Sıra şimdi onlarda

Haziran direnişlerinin hemen ilk günlerinde meydanlarda bir slogan yükseliyordu:

“Hükümet istifa!”

Bu, AKP’de ve hükümet içinde yer almış olanlar arasında hâlâ etik değerleri olan, vicdan ve onur sahibi insanlar olabileceğini varsayan bir slogandı. Aslında böyle birileri olsaydı, bunu son bir uyarı olarak algılayıp, istifa etmek için bir olanak olarak kullanırlardı.

Aslına bakılırsa, sıradan ahlâk sahibi, yurtsever birileri için Haziran’a dek beklemeye de gerek yoktu. Paralel Erdoğan’ın, paralel tarikatçıların, ABD emperyalizminin paraleli oldukları çoktan sır olmaktan çıkmıştı. Bunların çevresine toplanmış iş-çevirenler, hempalar, akraba ve taallûkatın elbirliğiyle bu ülkenin değerlerini nasıl talan ettikleri apaçık gözler önüne serilmiş, kendi ifadeleriyle de doğrulanmıştı. Paralel Erdoğan’ın padişahlık hayalleriyle ülkeyi nasıl bir diktatörlüğe doğru götürdüğü de gün gibi ortadaydı. Haziran’da yükselen sesler son bir ikazdı. Sonun başlangıcıydı. Anlayana...

Dün bir kez daha yükseldi aynı talep:

“Hükümet istifa!”
Bu sloganın hedefi artık ne Paralel Tayyip, ne de onun çevresine toplanmış “biad unsurları” olamaz.

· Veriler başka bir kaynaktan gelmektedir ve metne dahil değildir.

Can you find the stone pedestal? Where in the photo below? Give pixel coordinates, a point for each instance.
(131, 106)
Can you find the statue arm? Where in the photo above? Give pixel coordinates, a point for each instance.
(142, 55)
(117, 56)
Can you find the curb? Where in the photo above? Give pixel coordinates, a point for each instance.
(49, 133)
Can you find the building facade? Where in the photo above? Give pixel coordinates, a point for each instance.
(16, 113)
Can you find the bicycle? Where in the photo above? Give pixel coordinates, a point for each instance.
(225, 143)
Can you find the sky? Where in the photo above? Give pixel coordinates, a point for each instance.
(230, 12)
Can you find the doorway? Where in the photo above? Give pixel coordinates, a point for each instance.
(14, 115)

Çünkü onlar istifa ettikleri anda kendilerini önce yüce divanda, sonra da demir parmaklıklar ardında bulacaklarının bilincindeler. Yolları belki Lahey'den de geçecek. Artık istifa edemezler. Ve asla istifa etmeyecekler.

Ülkenin açık bir diktatörlüğe sürüklendiği şu günlerde bu sloganı asıl duyması gerekenler, Recep Tayyip ve çevresine topladığı biat unsurlarını hükümet olarak tanımaya devam edenlerdir. Ecevit nezaketiyle Paralel Tayyip’e hâlâ “sayın” Başbakan, çevresindeki biad unsurlarına “sayın” bakan diye hitap ederek onlara meşruiyet atfedenlerdir.

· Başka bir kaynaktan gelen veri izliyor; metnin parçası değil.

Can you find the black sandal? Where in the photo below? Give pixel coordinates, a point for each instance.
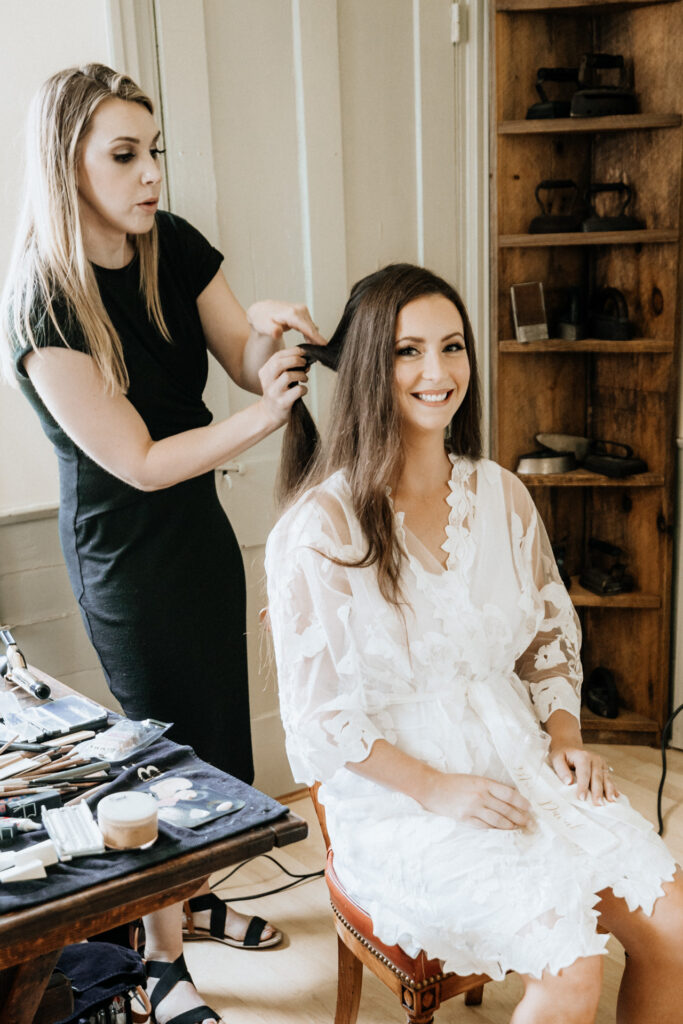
(169, 975)
(216, 930)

Yok ayakkabı kutusu ne olmuş? Para nereden gelmiş? Nereye gitmiş? Delil var mıymış, yoksa yok muymuş? Para devletten mi çalınmış, yoksa kişisel servet miymiş? Oyalanıp durmayın! Bunlarla halkı da oyalamayın!

Biraz kafası çalışan birinin, bu ortamı elbirliğiyle hazırlayanların ülkede açık bir faşist diktatörlük kurma yolunda ilerlediğini görmemesi mümkün mü?

Paralel Tayyip dar bir çevreyle birlikte bunun toprağını belliyor. Meclis koltuklarını ele çirmiş paralel AKP’liler gerektiğinde uçan tekme ve yumruklarla kimisini torbada, kimisini pakette çıkarttıkları yasalarla gübreliyor. Çankaya’da oturan paralel de suluyor.

Böylece oluşan ortam mümbit bir toprak değil, faşist diktatörlüğün yükseleceği bir bataklık olacaktır!

“Hükümet istifa” sloganı, artık hiçbir meşruiyeti kalmadığı halde devleti ele geçirmeye devam etmekte olan Paralel Tayyip'i ve ona paralel olanların iktidarını “meşru bir hükümet” olarak tanımaya devam edenlere sesleniştir.

Ne hukukun, ne de yasaların geçerli olmadığı, her duruma karşı yeni bir yasa çıkaran, yargı ve yürütmedeki devlet kadrolarını satranç tahtasında piyonlar gibi oradan oraya süren bir iktidarla karşı karşıya bulunmaktayız. Naziler de böyle gelmişlerdi Almanya’da iktidara. Adım adım... yasamayı, yürütmeyi ve tüm adalet mekanizmasını ele geçirerek... attıkları her adımı da yasalara uydurarak!

Bu andan itibaren, hiçbir amaç, hiçbir beklenti bunlara meşruiyet atfetmeye neden olarak gösterilemez! Bunu yapan herkes, her Parti, her hareket, tarihsel olarak bunların suçlarına iştirak etmiş sayılacağını bilmelidir.

Kimyalı sular, göz yaşartıcı gaz bulutları, plastik mermiler arasından halkın aydınlıktan yana güçlerinin sesleri yükseliyor: “Hükümet istifa!” Halk böylece gereğini yapıyor. Şimdi sıra muhalefette olduğunu iddia edenlere gelmiştir. Gereğini yapma sırası artık onlardadır.